The Importance of Respect In A Marriage
If you were to ask me what I’d choose in marriage, love or respect, I’d go with respect. I know you’re going to tell me that love is so much more than respect and that love includes respect. You might even tell me that love trumps everything and that even when we can’t respect someone, we can love them. I’m still going to choose respect.
To me love is rather difficult to define, whereas respect is easy to identify. I think, love is more a feeling, while respect is evidenced in behaviour.
“The truest form of love is how you behave toward someone, not how you feel about them.”
― Steve Hall
What is respect in a marriage?
When you respect your partner, you understand that she is a unique individual and not a reflection of you. He is not an object you own. You learn how to respect the other’s needs and to mesh your own needs with theirs, so that both of you can work towards what you want to achieve. You don’t control, manipulate or try to change her or into what you want her to be.

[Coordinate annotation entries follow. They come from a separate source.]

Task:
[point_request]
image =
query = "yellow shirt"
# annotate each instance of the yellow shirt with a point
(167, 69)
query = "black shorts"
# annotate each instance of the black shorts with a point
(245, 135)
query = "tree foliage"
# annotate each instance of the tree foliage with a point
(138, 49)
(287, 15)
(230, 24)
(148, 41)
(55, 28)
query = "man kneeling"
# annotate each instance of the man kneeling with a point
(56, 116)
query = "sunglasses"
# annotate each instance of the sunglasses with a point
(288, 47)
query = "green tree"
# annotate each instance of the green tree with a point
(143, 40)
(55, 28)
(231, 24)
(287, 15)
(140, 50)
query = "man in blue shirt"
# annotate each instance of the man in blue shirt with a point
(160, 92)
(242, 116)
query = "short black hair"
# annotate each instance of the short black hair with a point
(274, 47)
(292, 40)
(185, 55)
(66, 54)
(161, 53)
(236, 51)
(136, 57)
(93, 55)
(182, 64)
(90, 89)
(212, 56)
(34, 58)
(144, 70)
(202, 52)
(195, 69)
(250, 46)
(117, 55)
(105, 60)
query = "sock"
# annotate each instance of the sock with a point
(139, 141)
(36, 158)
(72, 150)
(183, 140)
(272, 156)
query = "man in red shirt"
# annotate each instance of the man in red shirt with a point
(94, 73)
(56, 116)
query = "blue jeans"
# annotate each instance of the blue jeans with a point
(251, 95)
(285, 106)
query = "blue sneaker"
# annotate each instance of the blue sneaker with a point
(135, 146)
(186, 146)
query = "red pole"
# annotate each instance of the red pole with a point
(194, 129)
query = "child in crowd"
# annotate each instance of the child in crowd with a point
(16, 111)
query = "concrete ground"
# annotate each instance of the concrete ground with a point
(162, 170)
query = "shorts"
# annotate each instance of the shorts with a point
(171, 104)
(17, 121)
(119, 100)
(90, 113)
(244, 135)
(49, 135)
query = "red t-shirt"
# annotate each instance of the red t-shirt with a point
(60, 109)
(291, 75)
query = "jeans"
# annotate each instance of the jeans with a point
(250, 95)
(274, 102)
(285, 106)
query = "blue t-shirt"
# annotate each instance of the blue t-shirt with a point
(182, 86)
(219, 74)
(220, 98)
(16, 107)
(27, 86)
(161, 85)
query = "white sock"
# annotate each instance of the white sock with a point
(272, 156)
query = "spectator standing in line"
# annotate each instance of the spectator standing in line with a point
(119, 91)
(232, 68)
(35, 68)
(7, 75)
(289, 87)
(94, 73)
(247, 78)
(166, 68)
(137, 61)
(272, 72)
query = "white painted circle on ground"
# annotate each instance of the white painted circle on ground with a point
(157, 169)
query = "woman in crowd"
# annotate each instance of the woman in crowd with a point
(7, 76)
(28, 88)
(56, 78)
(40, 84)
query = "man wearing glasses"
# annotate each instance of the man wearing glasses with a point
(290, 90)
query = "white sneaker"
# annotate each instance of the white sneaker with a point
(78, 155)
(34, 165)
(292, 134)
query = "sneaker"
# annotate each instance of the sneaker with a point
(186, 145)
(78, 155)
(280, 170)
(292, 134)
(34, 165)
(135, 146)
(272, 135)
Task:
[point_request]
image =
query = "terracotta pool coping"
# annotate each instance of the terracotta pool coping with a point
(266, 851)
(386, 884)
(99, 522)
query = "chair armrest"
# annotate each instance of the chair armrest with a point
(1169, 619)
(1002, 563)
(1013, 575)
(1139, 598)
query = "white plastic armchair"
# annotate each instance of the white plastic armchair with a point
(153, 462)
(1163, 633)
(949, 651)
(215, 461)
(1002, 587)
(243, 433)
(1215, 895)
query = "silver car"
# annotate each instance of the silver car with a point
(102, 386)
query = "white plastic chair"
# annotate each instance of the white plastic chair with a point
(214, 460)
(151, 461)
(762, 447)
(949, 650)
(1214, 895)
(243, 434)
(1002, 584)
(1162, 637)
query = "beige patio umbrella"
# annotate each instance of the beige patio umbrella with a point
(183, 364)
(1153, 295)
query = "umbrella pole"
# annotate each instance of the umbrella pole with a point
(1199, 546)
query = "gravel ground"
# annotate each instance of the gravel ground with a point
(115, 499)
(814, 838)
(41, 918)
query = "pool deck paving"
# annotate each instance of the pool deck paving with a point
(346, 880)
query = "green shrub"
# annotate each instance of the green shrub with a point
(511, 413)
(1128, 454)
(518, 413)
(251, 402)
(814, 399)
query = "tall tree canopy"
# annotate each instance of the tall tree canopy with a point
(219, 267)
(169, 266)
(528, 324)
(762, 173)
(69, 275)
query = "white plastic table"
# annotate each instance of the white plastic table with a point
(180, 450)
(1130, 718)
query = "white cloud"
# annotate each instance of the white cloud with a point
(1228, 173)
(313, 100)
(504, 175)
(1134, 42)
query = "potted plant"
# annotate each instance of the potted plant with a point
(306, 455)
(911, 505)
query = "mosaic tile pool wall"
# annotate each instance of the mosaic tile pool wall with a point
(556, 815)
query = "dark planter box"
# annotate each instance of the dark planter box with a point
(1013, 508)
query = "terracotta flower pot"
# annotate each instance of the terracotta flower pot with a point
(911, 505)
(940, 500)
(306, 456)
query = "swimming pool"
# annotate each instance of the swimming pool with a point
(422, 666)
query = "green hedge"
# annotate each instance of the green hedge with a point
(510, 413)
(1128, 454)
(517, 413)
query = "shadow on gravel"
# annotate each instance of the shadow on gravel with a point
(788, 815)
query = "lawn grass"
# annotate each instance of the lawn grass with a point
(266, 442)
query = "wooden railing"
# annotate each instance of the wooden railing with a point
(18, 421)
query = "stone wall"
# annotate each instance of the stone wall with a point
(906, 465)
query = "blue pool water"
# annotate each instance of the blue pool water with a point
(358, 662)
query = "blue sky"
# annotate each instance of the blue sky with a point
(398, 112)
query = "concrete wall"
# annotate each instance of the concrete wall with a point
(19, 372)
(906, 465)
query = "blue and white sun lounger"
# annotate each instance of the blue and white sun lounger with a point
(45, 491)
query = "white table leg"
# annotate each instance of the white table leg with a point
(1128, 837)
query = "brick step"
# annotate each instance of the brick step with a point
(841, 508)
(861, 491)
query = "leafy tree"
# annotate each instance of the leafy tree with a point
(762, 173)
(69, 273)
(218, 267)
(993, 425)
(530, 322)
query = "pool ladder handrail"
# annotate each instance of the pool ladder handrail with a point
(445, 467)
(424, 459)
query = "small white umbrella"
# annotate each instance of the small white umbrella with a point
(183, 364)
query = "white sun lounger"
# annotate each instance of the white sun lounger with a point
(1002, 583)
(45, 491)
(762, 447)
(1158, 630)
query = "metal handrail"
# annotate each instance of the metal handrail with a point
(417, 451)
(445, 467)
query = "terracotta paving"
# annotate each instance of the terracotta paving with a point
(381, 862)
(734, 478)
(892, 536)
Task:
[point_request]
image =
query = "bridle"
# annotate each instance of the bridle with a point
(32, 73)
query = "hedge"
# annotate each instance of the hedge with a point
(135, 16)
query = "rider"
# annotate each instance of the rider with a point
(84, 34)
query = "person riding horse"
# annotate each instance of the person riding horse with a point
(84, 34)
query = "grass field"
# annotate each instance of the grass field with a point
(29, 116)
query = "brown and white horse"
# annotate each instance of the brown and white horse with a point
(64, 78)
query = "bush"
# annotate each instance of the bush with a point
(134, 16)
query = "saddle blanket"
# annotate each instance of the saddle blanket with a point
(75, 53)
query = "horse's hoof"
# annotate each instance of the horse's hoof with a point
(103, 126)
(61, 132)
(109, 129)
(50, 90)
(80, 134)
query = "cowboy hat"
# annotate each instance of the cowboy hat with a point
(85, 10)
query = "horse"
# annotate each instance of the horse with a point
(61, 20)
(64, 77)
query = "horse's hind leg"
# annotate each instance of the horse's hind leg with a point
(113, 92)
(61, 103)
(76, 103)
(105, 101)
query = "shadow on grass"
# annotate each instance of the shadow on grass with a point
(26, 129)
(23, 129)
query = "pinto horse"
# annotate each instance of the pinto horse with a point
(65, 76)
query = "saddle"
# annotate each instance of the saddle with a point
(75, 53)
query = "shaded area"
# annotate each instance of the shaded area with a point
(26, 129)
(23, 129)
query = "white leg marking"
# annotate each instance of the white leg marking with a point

How can we show respect in our marriage?
# 1 – Make sure you speak well of your spouse to others. If you are having problems in your marriage speak to someone (preferably a qualified person) in private. Don’t put your spouse down in public. It shows a lack of respect and doesn’t reflect well on you.
# 2 – Respect his/her family of origin. Our spouses might not agree with their families from time to time. Leave them to deal with their families. Don’t humiliate his or her family.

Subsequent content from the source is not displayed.